Column: Is less technology better?

Published 10:37 am Monday, March 31, 2025

Getting your Trinity Audio player ready...

By Scott Mims | Community Columnist

One trend I keep seeing in popular videos and articles is that most people seem to think that the times before the Internet, smartphones and social media were better than present day.

Whether we’re blinded by a sense of nostalgia or just longing for a simpler time, I don’t know if the argument that the world is better off without modern technology always holds up. I certainly think it does in some instances, but I believe most people would be reluctant to give up their modern conveniences.

Prior to 2020, my life was relatively low tech. I was still holding onto my flip phone, I only had one social media account that I seldom used, and I considered myself better off for it. Then, all of a sudden, I couldn’t keep a flip phone that worked, and in 2019 I ventured back into journalism. Considering that a big part of my job was social media and web publishing, I switched to a smartphone and I had to get multiple social media accounts just to be able to do my job properly.
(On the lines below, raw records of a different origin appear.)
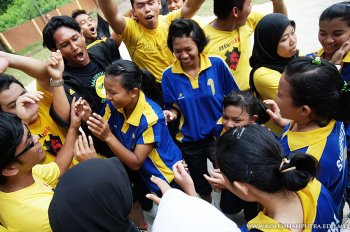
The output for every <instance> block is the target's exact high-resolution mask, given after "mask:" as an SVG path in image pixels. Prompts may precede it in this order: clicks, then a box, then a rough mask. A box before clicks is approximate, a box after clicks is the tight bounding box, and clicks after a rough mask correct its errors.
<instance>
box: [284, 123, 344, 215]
mask: <svg viewBox="0 0 350 232" xmlns="http://www.w3.org/2000/svg"><path fill="white" fill-rule="evenodd" d="M291 125H293V122H292V124H291ZM290 128H291V126H290V125H288V126H287V127H286V128H285V129H284V131H283V132H282V135H281V138H280V143H281V145H282V147H283V149H284V152H285V155H286V156H288V155H289V154H291V153H292V152H302V153H307V154H310V155H312V156H313V157H315V158H316V159H317V160H318V162H319V164H318V170H317V173H316V178H317V179H318V180H319V181H320V182H321V183H322V184H323V185H324V186H325V187H326V188H327V189H328V190H329V192H330V193H331V196H332V198H333V200H334V203H335V205H336V207H337V209H338V212H340V209H341V203H342V200H343V198H344V194H345V187H346V179H347V173H348V165H347V151H346V139H345V130H344V124H343V123H342V122H338V121H335V120H331V121H330V122H329V123H328V125H327V126H325V127H321V128H319V129H316V130H312V131H307V132H294V131H291V130H290Z"/></svg>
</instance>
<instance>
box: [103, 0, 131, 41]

Now, I’m not saying that I was computer illiterate before—I had used computers and various forms of software in high school, college and in my career. But when I graduated from the University of Montevallo in 2004, social media sites like Facebook were only beginning to grow in popularity. And, the iPhone was not invented until three years later. There’s nothing like technology to make you feel old!

Those of us who grew up in the decades prior to the 2000s knew a world with corded phones, stationary computers (if we had them at all) and face-to-face conversations. Instead of spending an evening scrolling Facebook, my grandparents sat outside on the patio on summer evenings when we would talk, eat watermelons or peaches, and listen to the frog chorus from the nearby pond. Us kids would wander the neighborhood until the sun went down.
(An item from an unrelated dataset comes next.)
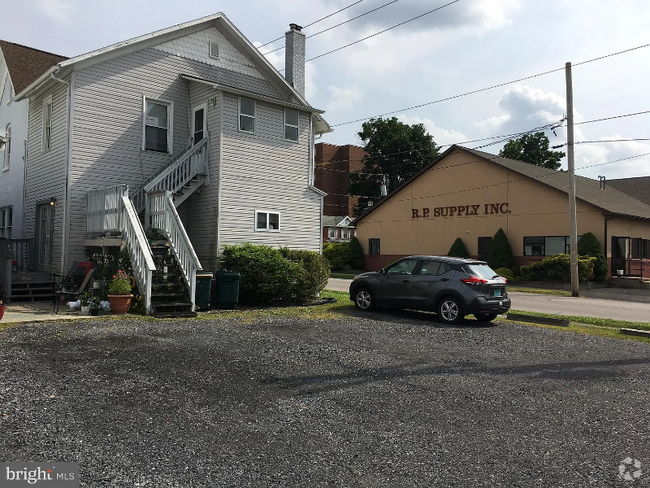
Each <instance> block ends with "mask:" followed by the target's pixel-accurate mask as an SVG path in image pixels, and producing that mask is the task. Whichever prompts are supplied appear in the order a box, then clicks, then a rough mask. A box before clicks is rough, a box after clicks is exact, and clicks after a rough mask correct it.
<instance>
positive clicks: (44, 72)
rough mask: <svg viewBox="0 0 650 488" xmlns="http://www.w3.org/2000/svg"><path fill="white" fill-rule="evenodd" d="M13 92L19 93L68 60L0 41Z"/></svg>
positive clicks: (24, 47) (55, 55) (60, 56)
Contrast that image with today’s typical family sitting around while each person has their individual phone, and face-to-face interaction seems like a thing of the past. All this while we engage in arguments with people we’ve never met and try to change their minds while getting stressed out for no reason. Me? No thank you. I do not choose to use social media to air my political beliefs or pursue pointless arguments.

I do use Facebook and Instagram to share my family’s experiences in the outdoors, which I think is a good use of these tools. And social media is also part of my freelance career. But you have to know when to stop scrolling—and therein lies the problem. Most people are too addicted to their phones to ever put them down.

When it comes to technology, I believe a healthy dose of perspective is in order.